In law, a force majeure is when a claimant will cite unforeseeable circumstances as the reason for not fulfilling a contract.

But in a letter to the company’s CEO, Charles Horton, transport Chris Grayling said industrial action: “does not fully explain the poor service that passengers received,” between September 2015 to September 2016.

Southern currently provides Metro services in and around Beckenham as well as running trains from Ashford International and Tonbridge, has been dealing with strike action over the possible introduction of driver-only trains for more than a year.

Mr Grayling said “passengers who depend on Southern have been badly let down” but accepted in his letter: “Performance on Southern has improved dramatically since Christmas, as the disruption from union activity has decreased. But that performance is still not good enough.”

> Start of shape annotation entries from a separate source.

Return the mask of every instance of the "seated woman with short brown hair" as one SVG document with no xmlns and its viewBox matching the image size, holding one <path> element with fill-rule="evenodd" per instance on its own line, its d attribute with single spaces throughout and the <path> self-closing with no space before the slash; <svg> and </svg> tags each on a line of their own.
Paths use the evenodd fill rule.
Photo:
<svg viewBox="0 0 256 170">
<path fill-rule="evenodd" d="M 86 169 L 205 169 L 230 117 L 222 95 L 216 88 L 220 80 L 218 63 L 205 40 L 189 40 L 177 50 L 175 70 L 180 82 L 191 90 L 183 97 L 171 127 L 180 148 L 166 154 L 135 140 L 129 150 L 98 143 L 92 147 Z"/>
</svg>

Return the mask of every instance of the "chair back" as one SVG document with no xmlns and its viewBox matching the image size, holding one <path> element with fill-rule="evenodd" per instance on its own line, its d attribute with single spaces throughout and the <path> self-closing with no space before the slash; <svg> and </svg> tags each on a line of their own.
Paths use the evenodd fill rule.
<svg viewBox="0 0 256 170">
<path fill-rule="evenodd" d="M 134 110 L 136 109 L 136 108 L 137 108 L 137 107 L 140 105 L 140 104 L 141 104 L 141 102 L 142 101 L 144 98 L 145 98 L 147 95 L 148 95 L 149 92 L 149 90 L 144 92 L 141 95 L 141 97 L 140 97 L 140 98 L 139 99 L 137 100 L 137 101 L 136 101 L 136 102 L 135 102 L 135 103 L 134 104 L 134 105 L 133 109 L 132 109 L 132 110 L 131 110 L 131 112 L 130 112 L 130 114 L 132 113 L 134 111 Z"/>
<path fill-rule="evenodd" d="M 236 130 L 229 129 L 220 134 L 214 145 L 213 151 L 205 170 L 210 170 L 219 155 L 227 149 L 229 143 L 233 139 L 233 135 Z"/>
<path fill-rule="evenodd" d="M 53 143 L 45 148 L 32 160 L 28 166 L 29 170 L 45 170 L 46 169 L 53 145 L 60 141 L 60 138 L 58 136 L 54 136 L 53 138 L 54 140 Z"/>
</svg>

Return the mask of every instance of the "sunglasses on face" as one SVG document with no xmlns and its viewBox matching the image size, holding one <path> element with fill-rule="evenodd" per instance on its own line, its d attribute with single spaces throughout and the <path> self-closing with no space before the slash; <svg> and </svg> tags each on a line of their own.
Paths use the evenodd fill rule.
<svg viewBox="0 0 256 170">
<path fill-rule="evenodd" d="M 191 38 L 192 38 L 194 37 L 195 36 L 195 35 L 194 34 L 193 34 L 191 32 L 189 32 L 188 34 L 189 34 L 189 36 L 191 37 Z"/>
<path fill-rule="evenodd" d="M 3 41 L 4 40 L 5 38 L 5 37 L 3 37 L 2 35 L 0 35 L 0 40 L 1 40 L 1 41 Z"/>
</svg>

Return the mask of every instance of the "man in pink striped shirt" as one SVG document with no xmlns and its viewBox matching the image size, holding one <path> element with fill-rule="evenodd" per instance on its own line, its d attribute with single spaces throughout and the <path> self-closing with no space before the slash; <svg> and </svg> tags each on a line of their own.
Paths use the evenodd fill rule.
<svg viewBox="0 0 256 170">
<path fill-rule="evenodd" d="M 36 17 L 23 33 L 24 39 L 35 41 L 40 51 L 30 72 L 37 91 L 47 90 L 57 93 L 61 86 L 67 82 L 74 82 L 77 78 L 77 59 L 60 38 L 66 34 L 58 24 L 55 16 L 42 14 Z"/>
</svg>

The MP explained where he expected the multi-million-pound package to be spent, with £7million to be put into a Department for Transport fund for “projects and improvements that will directly benefit passengers”, £4million to employ 50 on-board supervisors over the next two years and the remaining £2.4million on improvements to Southern’s performance.

Mr Horton said: “We run the most congested network in the UK where passenger journeys have doubled in the last twelve years.

“This has meant we have been running services for more and more passengers while also allowing stations to be rebuilt, platforms extended, track and signalling replaced and new trains and technology introduced too.”

“The impact on the network of such extensive work was underestimated, but as the recently-published Gibb Report makes clear the most significant factor affecting Southern’s service levels has been industrial action caused by the trade unions.

“GTR looks forward to continuing to roll out one of the biggest modernisation programmes the railway has seen and which will transform four networks and improve capacity. The programme has necessitated a modernisation of infrastructure, trains, technology and working practices. Results are now starting to show and performance has improved consistently for six months.